Emir tersenyum simpul. Dia membaca laporan itu dengan teliti untuk kedua kalinya. “Emangnya kamu berharap saya bisa apa, Ema?”
“Bisa jadi presiden?” Ema tertawa. “Seenggaknya maju ke Kementerian, Pak,” kata Ema serius. “Masa mau gini gini aja. Bapak kan selain favoritnya emak-emak Indonesia juga juara di hatinya para milenial jaman sekarang kalau kata orang mah jadi seleb sosmed. Gantengnya di Ig bikin meleleh, kata kata semangatnya di twitter bikin kagum.”
Emir menaikturunkan jari telunjuknya cepat tepat di dekat wajah Ema. “Kamu terlalu memuji saya Ema.”
Ema tersenyum lebar. Dia berdiri hendak undur diri. “Tolong panggilin Ozy ke sini.”
Jika Ema dipilih karena pengetahuan pada sepak terjang politikus, maka Ozy dipilih oleh Emir karena dia cukup dekat dengan lelaki itu. Dia dulu sangat dekat sewaktu di LBH. Emir menjadi salah satu temannya di pers saat itu.
“Ada apa?” tanya Ozy sembari duduk di depan Emir. Emir membahas mengenai pandangan Ema tadi walaupun merendah, di lubuk hatinya Emir pun ingin mendapatkan hal yang lebih dari sekedar menduduki wilayah kekuasaan DPRD. Jika menjadi menteri, dia bisa lebih berprestasi lagi.
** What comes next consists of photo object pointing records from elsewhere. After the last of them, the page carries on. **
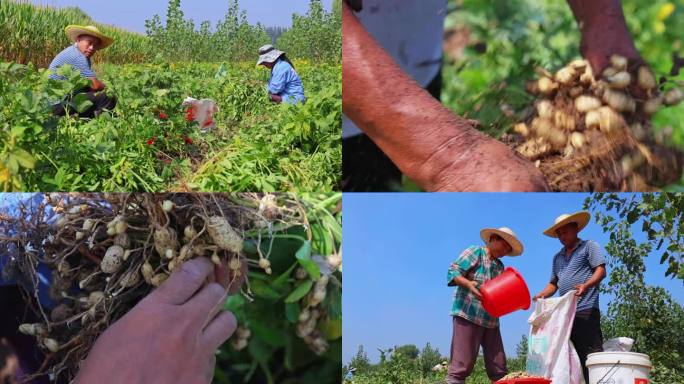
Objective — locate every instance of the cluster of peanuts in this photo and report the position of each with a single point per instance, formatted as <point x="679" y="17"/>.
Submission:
<point x="572" y="103"/>
<point x="520" y="375"/>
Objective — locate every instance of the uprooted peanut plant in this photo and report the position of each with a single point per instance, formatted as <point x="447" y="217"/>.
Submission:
<point x="105" y="252"/>
<point x="592" y="132"/>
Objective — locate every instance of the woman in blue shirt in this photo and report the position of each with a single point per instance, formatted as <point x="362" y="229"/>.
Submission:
<point x="285" y="85"/>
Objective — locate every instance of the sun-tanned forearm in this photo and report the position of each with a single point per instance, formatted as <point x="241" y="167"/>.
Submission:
<point x="598" y="275"/>
<point x="604" y="31"/>
<point x="411" y="127"/>
<point x="429" y="143"/>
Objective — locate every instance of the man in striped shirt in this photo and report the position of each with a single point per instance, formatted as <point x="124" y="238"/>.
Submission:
<point x="578" y="266"/>
<point x="472" y="325"/>
<point x="87" y="41"/>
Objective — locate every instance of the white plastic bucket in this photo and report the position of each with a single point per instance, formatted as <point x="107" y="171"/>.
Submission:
<point x="618" y="368"/>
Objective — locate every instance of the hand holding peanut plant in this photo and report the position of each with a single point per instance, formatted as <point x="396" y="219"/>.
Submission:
<point x="170" y="336"/>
“Yakin?” Emir mengangguk yakin.
“Gampang itu, aku bisa siapin banyak media buat promosiin lebih banyak prestasi kamu. Kamu juga usaha, bikin Presiden selanjutnya ngelirik ke kamu.”
“Kalau itu urusan gampang!”
Emir dan Ozy saling melempar senyum. Mereka berdua saling mengerutkan berbagai poin dan ide cemerlang di otak mereka untuk mewujudkan keberhasilan yang Emir inginkan.